Mission, self-care, and the abundance of summer
- Jon Timms

- Jul 24
- 4 min read
This will be the last reflection before we have a short break for the summer, restarting in September. Personally, I find it a great joy to write these reflections. I truly hope you find them helpful, or at the very least, cause you to take a pause and ponder for a short while.

I’m writing this from a café a short drive away from my usual coastal, salty-air habitat. I’m in Leith, quite a trendy area in the city of Edinburgh full of incredible places to eat and drink and spend all your monthly paycheque. I’m sitting not far from the sea but it’s a vastly different threshold and coastline. This is a busy port with huge ships everywhere. And the streets are no less bustling. Tourists are staring down at Google maps on their phones, bumbling about like slow-moving speed bumps to the hurried work force who are travelling on fast forward whilst grabbing a quick smashed avo’ on sourdough before the next meeting.

My own pace is slow. I order a coffee - small batch dark roast of course - from the hipster baristas, whilst gypsy jazz notes fill the air from the speakers. I’m only 40 minutes’ drive away from the sleepy coastal town of Dunbar that I call home, yet it feels like a world away. Summer for me is a time to slow down, ease my foot off the accelerator for a while; take in the joys of warmer, longer days, BBQ’s, no school for the kids, and some travel and adventure thrown in for good measure. But for today I’m thrust into the one of Europe’s coolest cities in the middle of tourist season, and its not even really got going yet.
In recent weeks, I’ve heard different approaches to summer from churches connected into the RM Network. For some, this is the time to ramp up missional activity. There is high-energy in the air, rural spaces are busy with tourists and so it’s an opportune time to get out there, double our efforts. During my years in Cornwall there were always the Beach Missions etc, and now up in Scotland it’s festival time with youth camps seeming to be running every week!! Then I spoke to another community who stop meeting for the summer weeks altogether. I must admit, our own small church community has often thought to do the same. When you’re small and folks are busy with holidays etc, it makes sense.
Whatever we decide to do, we can rest well in the knowledge that God’s got us, He is for us, upholding us, always with us. There’s an ebb and flow to our lives and our walk with God. It’s easy to forget that fact and continue on our merry little way, business as usual, same speed, same activities, same rhythms all through the year.
But God put us in a world that has seasons, seasons that follow natural cycles. Summer is the abundant part of that cycle. Nature is in fullness everywhere you turn, trees are full and green, and wildflowers cover the fields, mountains and meadows; and the water is warm (Hallelujah!!), so we swim more, enjoying the salty water and waves that finish their ocean-wide journeys on our shorelines.
How is God inviting you to experience summer’s abundance? To share in this season with nature? Are you headlong into mission, or retreating from the frontlines? Or maybe a balance of both?
My encouragement to you all, as always, is to be prayerful and intentional. Just this morning I read the story of Jesus learning that his cousin had been beheaded. Tough news. He tries to withdraw, to retreat away in the healing presence of his Father, and yet the crowds follow him, making that impossible. But he has compassion on them, he stays with them, teaching them and miraculously feeding them. And then after that, he returns to where he was originally going, up a mountain to be alone and to pray. His intentionality is staggeringly beautiful, knowing what his heart needs…..simply to be with God.
No matter how summer unfolds for you, may you become awake to what your own heart needs, and move with God’s invitation towards it. The American Quaker, writer and activist Parker Palmer said this:
"Self-care is never a selfish act - it is only good stewardship of the only gift I have, the gift I was put on earth to offer others."
What does self-care look like for you this summer? How are you stewarding the gift you have been given, the gift of life itself?
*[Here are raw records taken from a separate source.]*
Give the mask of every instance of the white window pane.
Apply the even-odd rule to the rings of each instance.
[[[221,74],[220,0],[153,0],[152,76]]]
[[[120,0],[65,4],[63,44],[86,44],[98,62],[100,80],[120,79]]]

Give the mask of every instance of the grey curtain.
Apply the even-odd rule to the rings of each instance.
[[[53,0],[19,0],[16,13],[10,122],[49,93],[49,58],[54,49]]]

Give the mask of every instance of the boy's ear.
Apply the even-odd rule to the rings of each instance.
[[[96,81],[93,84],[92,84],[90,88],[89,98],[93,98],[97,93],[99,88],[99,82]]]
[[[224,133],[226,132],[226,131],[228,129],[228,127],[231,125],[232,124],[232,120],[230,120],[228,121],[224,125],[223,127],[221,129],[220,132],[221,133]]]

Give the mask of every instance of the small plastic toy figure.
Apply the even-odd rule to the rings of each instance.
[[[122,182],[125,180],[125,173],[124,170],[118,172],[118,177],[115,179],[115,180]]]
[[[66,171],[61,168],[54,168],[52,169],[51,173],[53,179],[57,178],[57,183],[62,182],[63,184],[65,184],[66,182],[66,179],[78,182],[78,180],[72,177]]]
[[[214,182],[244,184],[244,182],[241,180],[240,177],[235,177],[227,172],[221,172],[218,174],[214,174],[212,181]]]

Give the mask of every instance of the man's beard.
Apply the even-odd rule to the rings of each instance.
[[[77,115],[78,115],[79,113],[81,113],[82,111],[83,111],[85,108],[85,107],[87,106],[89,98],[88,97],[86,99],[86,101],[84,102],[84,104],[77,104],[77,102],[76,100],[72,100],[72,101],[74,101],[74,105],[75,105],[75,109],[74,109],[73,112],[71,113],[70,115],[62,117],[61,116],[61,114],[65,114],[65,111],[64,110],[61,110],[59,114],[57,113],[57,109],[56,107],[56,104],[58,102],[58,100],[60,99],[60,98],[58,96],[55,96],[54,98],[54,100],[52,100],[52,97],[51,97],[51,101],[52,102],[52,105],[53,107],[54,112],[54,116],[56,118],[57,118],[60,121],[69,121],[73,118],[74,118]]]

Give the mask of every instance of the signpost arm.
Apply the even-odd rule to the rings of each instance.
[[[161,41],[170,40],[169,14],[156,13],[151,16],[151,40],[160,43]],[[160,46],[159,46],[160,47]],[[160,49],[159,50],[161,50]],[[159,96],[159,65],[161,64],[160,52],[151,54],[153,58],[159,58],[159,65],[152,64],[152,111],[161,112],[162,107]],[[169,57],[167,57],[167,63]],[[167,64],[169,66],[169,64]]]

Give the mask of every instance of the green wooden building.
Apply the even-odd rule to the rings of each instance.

May your cup be overfilled with Christ’s abundant, refreshing nature and presence this summer; may you follow him out into the fields of harvest and up onto the holy mountain of solitude; may you recline with him, hearing his heartbeat as you feast and laugh; and may you know the restoration that comes from dwelling securely in the arms of God.
And also, may your BBQ’s burn brightly, may your sausages be cooked on the inside as well as charcoaled on the outside; may your free-range children run wild in the fields, streams, beaches and forests with muddy faces and grass-stained knees; and may your holiday excursions bring life and joy, with the distinct absence of sunburned skin and long passport queues!!!
Don’t forget the after-sun.
Grace and peace, see you in September!